La réplique grince. Et il se fait jour à travers le sarcasme une méditation sur la parole, sur l’écriture, sur la littérature, et une justesse subtile sous les apparences bougonnes et truculentes : c’est Borges chez les Marx Brothers.
Quant à la troisième interview, c’est à une femme que Pretextat Tach va l’accorder. Et c’est cette femme qui va venir à bout de la hargne cynique et de la morgue de l’écrivain. Patiemment, les questions et les réponses qui composent leur dialogue vont remonter, dans la biographie de Tach, jusqu’au meurtre originel : celui de la pureté qu’il a rêvée, et qu’il a délibérément, méthodiquement assassinée plutôt que de laisser se profaner la créature angélique dont il était amoureux, et de l’abandonner aux jours qui passent, au sang qui coule, au mensonge qui défigure et qui avilit. Les mots sont des meurtriers ; les écrivains sont des meurtriers ; un monstre se cache dernière nos vieillesses tranquilles, et il étrangle la beauté. Très loin, dans nos vies englouties, brille la tache blanche de l’innocence, vestige éblouissant de la parole absolue.

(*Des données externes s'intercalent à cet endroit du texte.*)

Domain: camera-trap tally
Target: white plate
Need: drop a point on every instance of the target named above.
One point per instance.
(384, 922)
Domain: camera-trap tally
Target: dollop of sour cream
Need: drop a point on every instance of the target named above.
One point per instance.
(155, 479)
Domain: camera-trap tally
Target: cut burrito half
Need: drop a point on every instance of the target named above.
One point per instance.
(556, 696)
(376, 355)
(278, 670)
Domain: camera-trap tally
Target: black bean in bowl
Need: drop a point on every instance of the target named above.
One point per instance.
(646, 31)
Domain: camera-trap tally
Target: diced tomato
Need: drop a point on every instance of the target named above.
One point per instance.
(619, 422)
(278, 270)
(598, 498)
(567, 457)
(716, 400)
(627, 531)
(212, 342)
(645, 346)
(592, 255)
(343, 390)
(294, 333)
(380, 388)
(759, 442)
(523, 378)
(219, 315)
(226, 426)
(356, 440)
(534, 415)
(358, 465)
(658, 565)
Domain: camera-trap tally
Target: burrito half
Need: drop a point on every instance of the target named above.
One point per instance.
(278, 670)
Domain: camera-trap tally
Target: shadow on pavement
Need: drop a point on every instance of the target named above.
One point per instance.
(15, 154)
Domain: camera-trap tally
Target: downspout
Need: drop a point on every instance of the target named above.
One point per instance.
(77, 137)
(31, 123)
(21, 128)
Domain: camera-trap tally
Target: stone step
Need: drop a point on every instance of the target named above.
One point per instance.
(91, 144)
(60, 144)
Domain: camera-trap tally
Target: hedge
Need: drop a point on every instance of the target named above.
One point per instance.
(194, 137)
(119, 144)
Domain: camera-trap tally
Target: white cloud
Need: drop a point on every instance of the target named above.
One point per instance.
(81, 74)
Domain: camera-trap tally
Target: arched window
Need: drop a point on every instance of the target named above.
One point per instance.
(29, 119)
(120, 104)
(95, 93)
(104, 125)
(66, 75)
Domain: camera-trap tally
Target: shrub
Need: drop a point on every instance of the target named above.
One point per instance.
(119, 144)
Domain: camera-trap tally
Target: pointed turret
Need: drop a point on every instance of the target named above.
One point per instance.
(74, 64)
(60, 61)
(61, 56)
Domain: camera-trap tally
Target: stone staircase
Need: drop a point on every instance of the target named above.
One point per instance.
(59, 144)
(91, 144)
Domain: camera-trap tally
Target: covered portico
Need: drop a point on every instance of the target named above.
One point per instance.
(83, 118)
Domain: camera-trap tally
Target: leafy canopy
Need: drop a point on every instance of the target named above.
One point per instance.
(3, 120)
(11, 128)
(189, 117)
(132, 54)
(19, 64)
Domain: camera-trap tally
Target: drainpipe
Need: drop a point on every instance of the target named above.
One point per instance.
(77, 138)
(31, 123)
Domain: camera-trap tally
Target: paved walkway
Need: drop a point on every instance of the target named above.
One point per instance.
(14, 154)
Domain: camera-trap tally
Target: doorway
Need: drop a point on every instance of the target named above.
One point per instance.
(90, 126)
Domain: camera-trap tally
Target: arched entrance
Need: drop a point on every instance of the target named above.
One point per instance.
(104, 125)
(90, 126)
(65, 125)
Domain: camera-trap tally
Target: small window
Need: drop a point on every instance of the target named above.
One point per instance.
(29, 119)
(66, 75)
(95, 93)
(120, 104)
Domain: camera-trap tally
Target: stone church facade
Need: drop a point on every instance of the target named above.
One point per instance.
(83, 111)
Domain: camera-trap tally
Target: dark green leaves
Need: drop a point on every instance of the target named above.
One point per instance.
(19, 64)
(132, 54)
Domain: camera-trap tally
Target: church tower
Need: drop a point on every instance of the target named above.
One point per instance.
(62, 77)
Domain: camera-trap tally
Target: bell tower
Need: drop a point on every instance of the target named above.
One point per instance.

Le vrai sujet de cette Hygiène de l’assassin est au fond l’imposture, cette terrifiante impératrice du monde et de son langage. Le métal parfait des mots devrait ne contenir que les vertus du miracle et les poisons de la mort. Mais l’usage les a obscurcis comme il a transformé un voleur de feu en un notable des lettres obèse et sentencieux, et les livres, ces océans, en bassins somnolents que nous traversons à pied sec. Verve, grossièreté, provocation, drôlerie, mots tranchants et formules paradoxales sont ici trop savamment employés pour être de simples agréments de lecture. Comme elle force peu à peu l’immortel auteur d’Hygiène de l’assassin à avouer un meurtre qui pourrait le conduire aux assises, Amélie Nothomb fait le nécessaire pour nous empêcher de sortir innocent de la lecture de son roman, et il est vrai qu’on n’arrive pas tout à fait sain et sauf de cette aventure singulière. A sa manière, elle est l’auteur d’un traité de l’homicide volontaire par les mots. Son roman est fait presque entièrement de dialogues ; le dialogue, c’est la guerre. Et elle parle beaucoup de Simenon et de Céline ; ils angoissent, et ils sont poètes : elle est de leur famille.
Une exigence ardente et un regard froid tiennent Amélie Nothomb également éloignée des bonnes manières et des mauvais lyrismes. Reste un souci extrême de vérité. C’est ici la composante essentielle du merveilleux. Et le merveilleux, chacun sait cela, est la seule science exacte.